Мерш обвел взглядом кирпичное здание, замыкавшее тупик и плохо мощенную мостовую:
– Вроде того…
Единственным положительным качеством, которое он признавал за матерью, была ее деловая хватка. Через несколько лет усилий ей удалось приобрести для своей «Миссии» этот дом-развалюху. Вскоре заведение включили в список общественно полезных и разрешили ей собирать пожертвования и получать имущество по завещаниям. Искусно управляя этой убогой экономикой, она добилась для «Миссии» статуса приюта. Организовала собственный бизнес по предоставлению утешения и теплого супа.
Они вошли в холл. В горле запершило от душного смрада: воняло мочой, эфиром, картофельными очистками, лекарствами и бог знает чем еще. Стены украшали распятия и фигурки святых. Линолеум лип к подошвам, а царившая здесь чистота навевала тоску.
Они прошли мимо куч каких-то лохмотьев, мимо обитателей приюта с их неприятными физиономиями: на каждой читалось благочестие и покорность, к которым, если приглядеться, примешивались глубокое удовлетворение и даже гордость.
– Ты здесь, сын мой.
Мерш оглянулся и стиснул зубы: перед ними стояла его мать – совсем маленькая, худая как щепка. До чего же она высокопарна…
В молодости мать, несомненно, была красива, но теперь ее лицо иссохло, потемнело, в нем проглянуло что-то обезьянье. Слишком бледные брови, бескровные губы, выступающие челюсти… С годами ее черты огрубели, а в выражении появилось что-то дикое, что напрочь вытеснило былую женскую привлекательность этой страдалицы, чтобы не сказать страстотерпицы.
На смуглой коже Симоны Валан было множество светлых и почти незаметных шрамов, которые выглядели простыми царапинами, – Жан-Луи не знал, откуда они взялись. Но при ярком свете создавалось впечатление, что смотришь на древесную кору, на которой мимолетные любовники вырезали свои автографы.
Мерш коротко представил Николь, пояснив, что она – друг Эрве.

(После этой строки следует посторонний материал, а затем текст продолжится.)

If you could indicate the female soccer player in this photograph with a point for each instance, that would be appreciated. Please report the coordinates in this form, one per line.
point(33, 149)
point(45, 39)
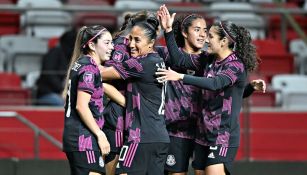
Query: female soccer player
point(146, 145)
point(182, 100)
point(83, 140)
point(114, 113)
point(224, 80)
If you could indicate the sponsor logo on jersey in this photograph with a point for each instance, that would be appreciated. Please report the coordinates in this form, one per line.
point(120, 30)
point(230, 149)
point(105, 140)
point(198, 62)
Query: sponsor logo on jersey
point(76, 66)
point(101, 162)
point(118, 56)
point(88, 77)
point(190, 72)
point(211, 155)
point(213, 148)
point(170, 161)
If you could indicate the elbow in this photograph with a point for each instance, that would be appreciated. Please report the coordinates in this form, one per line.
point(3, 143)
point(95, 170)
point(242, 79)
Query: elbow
point(80, 108)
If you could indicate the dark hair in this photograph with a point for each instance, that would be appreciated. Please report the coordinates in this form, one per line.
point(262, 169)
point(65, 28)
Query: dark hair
point(182, 24)
point(150, 26)
point(240, 42)
point(84, 36)
point(131, 19)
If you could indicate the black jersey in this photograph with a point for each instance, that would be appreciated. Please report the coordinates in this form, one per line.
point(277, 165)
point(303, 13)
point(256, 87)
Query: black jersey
point(182, 103)
point(223, 86)
point(114, 113)
point(144, 120)
point(84, 76)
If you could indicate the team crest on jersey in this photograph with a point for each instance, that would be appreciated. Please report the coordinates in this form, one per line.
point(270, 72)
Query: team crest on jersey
point(88, 77)
point(101, 162)
point(76, 66)
point(190, 72)
point(170, 161)
point(118, 56)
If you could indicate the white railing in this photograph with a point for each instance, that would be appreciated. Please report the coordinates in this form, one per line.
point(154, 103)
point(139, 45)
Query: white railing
point(37, 131)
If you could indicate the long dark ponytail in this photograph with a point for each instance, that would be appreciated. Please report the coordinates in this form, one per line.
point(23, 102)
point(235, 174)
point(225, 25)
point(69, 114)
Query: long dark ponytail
point(240, 42)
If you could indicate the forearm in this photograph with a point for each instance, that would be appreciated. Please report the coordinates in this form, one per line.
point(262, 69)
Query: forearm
point(212, 84)
point(248, 90)
point(88, 119)
point(114, 94)
point(109, 73)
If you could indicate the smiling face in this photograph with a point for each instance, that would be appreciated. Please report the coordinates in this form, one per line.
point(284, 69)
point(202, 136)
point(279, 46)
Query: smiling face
point(214, 41)
point(196, 35)
point(104, 46)
point(139, 44)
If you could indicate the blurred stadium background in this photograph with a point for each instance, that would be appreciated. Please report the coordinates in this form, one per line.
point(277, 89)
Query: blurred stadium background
point(274, 124)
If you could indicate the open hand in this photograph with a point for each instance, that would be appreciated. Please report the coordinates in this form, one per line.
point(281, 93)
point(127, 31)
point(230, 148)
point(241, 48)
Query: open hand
point(259, 85)
point(168, 75)
point(165, 19)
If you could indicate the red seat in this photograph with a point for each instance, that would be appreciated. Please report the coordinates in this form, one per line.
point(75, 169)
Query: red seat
point(11, 92)
point(259, 99)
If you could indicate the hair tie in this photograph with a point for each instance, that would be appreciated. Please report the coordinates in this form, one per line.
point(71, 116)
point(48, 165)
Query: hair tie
point(226, 33)
point(185, 20)
point(103, 29)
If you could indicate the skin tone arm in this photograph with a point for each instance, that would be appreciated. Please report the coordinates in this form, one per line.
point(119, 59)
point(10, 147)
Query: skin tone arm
point(259, 85)
point(114, 94)
point(109, 73)
point(166, 21)
point(170, 75)
point(86, 115)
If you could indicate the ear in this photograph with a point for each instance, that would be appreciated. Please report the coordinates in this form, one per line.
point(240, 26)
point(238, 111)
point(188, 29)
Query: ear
point(91, 45)
point(224, 42)
point(184, 34)
point(151, 43)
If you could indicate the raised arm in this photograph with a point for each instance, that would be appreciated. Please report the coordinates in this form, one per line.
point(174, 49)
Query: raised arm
point(177, 58)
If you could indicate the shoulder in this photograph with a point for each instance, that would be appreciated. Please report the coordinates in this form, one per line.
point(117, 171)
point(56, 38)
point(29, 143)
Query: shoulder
point(235, 63)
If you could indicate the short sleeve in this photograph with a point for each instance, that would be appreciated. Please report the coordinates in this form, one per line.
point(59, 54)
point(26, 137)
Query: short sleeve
point(129, 69)
point(87, 78)
point(232, 70)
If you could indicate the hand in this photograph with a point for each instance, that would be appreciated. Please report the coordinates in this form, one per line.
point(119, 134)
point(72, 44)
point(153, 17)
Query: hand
point(259, 85)
point(103, 143)
point(168, 75)
point(101, 68)
point(166, 21)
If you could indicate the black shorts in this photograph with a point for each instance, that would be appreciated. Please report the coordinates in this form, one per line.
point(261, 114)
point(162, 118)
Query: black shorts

Девушка помимо своей воли склонилась в легком реверансе, как ее научили в монастыре.
– Я приехал поговорить с тобой об Эрве, – объявил Жан-Луи без лишних предисловий.
– Храни его Господь!
Из столовой доносилось громыхание посуды: кувшинов из нержавейки, небьющихся стаканов из пирекса, алюминиевых мисок… И волнами неумолимо наплывал тяжелый запах горелого жира.

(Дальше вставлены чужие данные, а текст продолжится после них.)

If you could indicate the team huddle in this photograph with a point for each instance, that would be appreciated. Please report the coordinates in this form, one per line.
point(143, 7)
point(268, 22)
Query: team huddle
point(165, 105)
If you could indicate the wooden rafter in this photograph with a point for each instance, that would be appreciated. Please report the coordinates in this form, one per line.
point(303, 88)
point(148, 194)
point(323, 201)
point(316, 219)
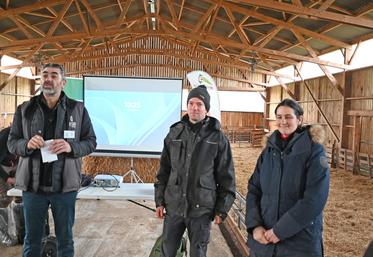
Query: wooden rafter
point(244, 38)
point(93, 14)
point(21, 27)
point(124, 11)
point(289, 25)
point(318, 106)
point(20, 67)
point(85, 25)
point(67, 25)
point(329, 75)
point(29, 8)
point(325, 5)
point(58, 19)
point(332, 16)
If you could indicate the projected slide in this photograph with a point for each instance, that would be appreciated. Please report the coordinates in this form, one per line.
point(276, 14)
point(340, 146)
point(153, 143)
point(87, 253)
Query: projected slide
point(132, 114)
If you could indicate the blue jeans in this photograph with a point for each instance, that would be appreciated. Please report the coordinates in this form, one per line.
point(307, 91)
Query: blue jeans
point(35, 208)
point(198, 233)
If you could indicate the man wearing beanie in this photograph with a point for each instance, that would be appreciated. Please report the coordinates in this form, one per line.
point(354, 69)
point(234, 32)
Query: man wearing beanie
point(196, 181)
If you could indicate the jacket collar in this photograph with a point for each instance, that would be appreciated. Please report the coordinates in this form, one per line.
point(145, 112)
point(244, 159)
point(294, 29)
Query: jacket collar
point(314, 133)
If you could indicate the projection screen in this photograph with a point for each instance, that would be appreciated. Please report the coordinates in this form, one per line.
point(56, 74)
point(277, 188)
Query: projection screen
point(131, 116)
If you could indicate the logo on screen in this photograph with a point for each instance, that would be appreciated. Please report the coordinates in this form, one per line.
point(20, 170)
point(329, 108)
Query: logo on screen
point(132, 105)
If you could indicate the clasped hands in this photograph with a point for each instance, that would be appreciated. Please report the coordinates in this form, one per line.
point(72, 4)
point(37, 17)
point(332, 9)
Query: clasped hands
point(264, 236)
point(57, 146)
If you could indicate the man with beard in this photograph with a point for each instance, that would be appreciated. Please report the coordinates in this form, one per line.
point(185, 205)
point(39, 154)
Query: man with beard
point(65, 125)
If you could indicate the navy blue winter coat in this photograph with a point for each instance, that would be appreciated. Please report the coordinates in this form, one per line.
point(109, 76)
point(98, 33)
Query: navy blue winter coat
point(287, 192)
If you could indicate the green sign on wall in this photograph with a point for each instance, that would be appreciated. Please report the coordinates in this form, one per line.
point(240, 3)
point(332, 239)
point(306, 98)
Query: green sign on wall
point(74, 88)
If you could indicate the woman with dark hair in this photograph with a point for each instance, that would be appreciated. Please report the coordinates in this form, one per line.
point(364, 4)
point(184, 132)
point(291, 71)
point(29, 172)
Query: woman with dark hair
point(288, 189)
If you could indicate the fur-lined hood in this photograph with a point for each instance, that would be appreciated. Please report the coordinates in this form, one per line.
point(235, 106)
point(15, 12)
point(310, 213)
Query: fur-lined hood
point(317, 133)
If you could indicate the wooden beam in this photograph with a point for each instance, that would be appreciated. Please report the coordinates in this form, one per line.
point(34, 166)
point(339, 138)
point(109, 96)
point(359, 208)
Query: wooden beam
point(313, 53)
point(356, 143)
point(29, 8)
point(204, 18)
point(58, 19)
point(226, 42)
point(325, 5)
point(85, 25)
point(360, 113)
point(287, 25)
point(318, 107)
point(19, 68)
point(244, 38)
point(93, 14)
point(124, 12)
point(67, 25)
point(310, 12)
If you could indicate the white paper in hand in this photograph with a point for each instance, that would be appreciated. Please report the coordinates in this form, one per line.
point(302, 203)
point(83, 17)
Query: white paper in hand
point(47, 156)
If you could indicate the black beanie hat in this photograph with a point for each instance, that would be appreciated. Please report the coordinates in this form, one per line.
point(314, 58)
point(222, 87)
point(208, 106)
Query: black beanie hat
point(201, 93)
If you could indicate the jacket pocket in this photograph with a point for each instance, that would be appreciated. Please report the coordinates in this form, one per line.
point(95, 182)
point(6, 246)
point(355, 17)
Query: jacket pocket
point(207, 191)
point(71, 174)
point(176, 150)
point(23, 173)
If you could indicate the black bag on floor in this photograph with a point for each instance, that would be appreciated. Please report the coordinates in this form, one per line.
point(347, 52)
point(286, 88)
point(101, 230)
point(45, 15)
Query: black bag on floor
point(181, 251)
point(49, 246)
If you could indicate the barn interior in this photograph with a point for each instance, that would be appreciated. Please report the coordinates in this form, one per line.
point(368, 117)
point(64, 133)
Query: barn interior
point(245, 45)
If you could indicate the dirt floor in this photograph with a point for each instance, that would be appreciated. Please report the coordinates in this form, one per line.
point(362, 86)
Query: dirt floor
point(348, 216)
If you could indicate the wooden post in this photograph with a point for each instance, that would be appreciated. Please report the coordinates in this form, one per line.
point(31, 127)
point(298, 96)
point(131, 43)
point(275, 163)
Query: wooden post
point(356, 144)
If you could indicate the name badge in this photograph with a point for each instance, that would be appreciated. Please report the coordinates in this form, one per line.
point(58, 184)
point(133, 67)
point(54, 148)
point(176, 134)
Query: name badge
point(68, 134)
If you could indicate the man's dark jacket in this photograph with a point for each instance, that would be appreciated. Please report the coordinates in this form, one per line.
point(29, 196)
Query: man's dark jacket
point(6, 158)
point(29, 121)
point(196, 174)
point(287, 192)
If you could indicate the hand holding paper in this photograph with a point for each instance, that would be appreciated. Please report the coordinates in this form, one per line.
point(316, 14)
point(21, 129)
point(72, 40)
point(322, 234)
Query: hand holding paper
point(46, 154)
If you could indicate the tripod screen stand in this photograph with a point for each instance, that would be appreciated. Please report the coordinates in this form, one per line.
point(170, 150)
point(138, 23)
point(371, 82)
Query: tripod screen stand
point(134, 178)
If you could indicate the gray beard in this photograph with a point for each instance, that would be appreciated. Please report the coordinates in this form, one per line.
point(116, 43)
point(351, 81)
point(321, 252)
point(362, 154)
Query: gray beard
point(48, 91)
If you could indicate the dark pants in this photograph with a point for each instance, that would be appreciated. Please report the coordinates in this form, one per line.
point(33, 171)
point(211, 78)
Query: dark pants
point(36, 210)
point(198, 233)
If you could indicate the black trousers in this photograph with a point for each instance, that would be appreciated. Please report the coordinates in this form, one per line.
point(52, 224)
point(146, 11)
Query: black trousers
point(198, 232)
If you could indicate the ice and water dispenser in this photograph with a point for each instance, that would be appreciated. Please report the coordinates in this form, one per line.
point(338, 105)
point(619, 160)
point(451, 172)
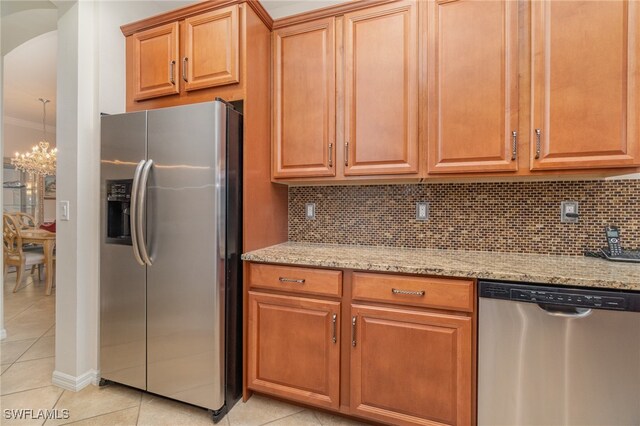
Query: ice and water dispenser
point(119, 211)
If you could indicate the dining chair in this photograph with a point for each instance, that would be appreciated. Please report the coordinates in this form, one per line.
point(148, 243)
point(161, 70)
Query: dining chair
point(24, 220)
point(14, 255)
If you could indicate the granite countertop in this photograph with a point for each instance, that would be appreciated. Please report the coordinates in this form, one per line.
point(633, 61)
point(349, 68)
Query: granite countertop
point(534, 268)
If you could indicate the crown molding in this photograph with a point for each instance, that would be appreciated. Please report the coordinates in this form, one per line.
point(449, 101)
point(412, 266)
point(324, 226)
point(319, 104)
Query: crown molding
point(27, 124)
point(191, 10)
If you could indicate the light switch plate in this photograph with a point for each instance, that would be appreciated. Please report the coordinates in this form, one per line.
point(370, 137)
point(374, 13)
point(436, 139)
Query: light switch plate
point(422, 210)
point(64, 210)
point(569, 208)
point(310, 211)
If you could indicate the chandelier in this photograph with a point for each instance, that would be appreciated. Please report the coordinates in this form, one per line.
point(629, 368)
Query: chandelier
point(39, 161)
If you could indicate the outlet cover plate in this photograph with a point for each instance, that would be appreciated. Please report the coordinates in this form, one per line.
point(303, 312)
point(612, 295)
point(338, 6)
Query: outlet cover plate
point(310, 211)
point(422, 210)
point(570, 207)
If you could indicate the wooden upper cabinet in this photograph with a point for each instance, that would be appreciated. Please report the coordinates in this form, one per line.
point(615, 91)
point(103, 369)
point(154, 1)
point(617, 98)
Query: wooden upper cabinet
point(411, 367)
point(585, 84)
point(293, 348)
point(473, 86)
point(381, 90)
point(155, 56)
point(211, 49)
point(304, 100)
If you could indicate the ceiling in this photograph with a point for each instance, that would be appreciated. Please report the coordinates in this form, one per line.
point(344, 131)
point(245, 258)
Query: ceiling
point(30, 66)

– Только не начинай с этих идиотских фраз. Что происходит?
– Пойдем в молельню.
Они зашли в комнату с белыми стенами, в которой стоял свой собственный запах – мокрой штукатурки. Неизменное распятие, разномастная мебель, словно купленная по случаю на блошином рынке. В углу сгрудились стулья, точнее, скамеечки для молитвы.
– Садитесь.
Они сели за длинный стол, заставленный завернутыми в газету тарелками и другой посудой. Вся эта угнетающая обстановка больше на Мерша не действовала – он уже давно ее не замечал.
– Что это еще за хрень с Эрве?
– Я не могу об этом говорить.
– Тебе не удастся от меня отделаться.
– Ничего не могу сказать, потому что ничего не знаю.
– Его похитили.
– Я в курсе, мне звонила твоя бабушка.
«Твоя бабушка»! Мать всегда радела за то, чтобы в семье все выглядело «прилично», но о каких приличиях можно было говорить?! Если на свете и существовала неприличная семья, то, уж конечно, их собственная. И это Мерш еще многого не знал…
– Эрве похитили два индуса при соучастии Одетты, – бросил он. – Скорее всего, он уже в Калькутте, в чьих руках – неизвестно. Кроме того, я сейчас расследую два убийства в Париже, которые тоже связаны с индуизмом, и, голову даю на отсечение, это не просто совпадение. Поэтому еще раз: что ты можешь рассказать мне об этой грязной истории? Как в ней замешан Эрве?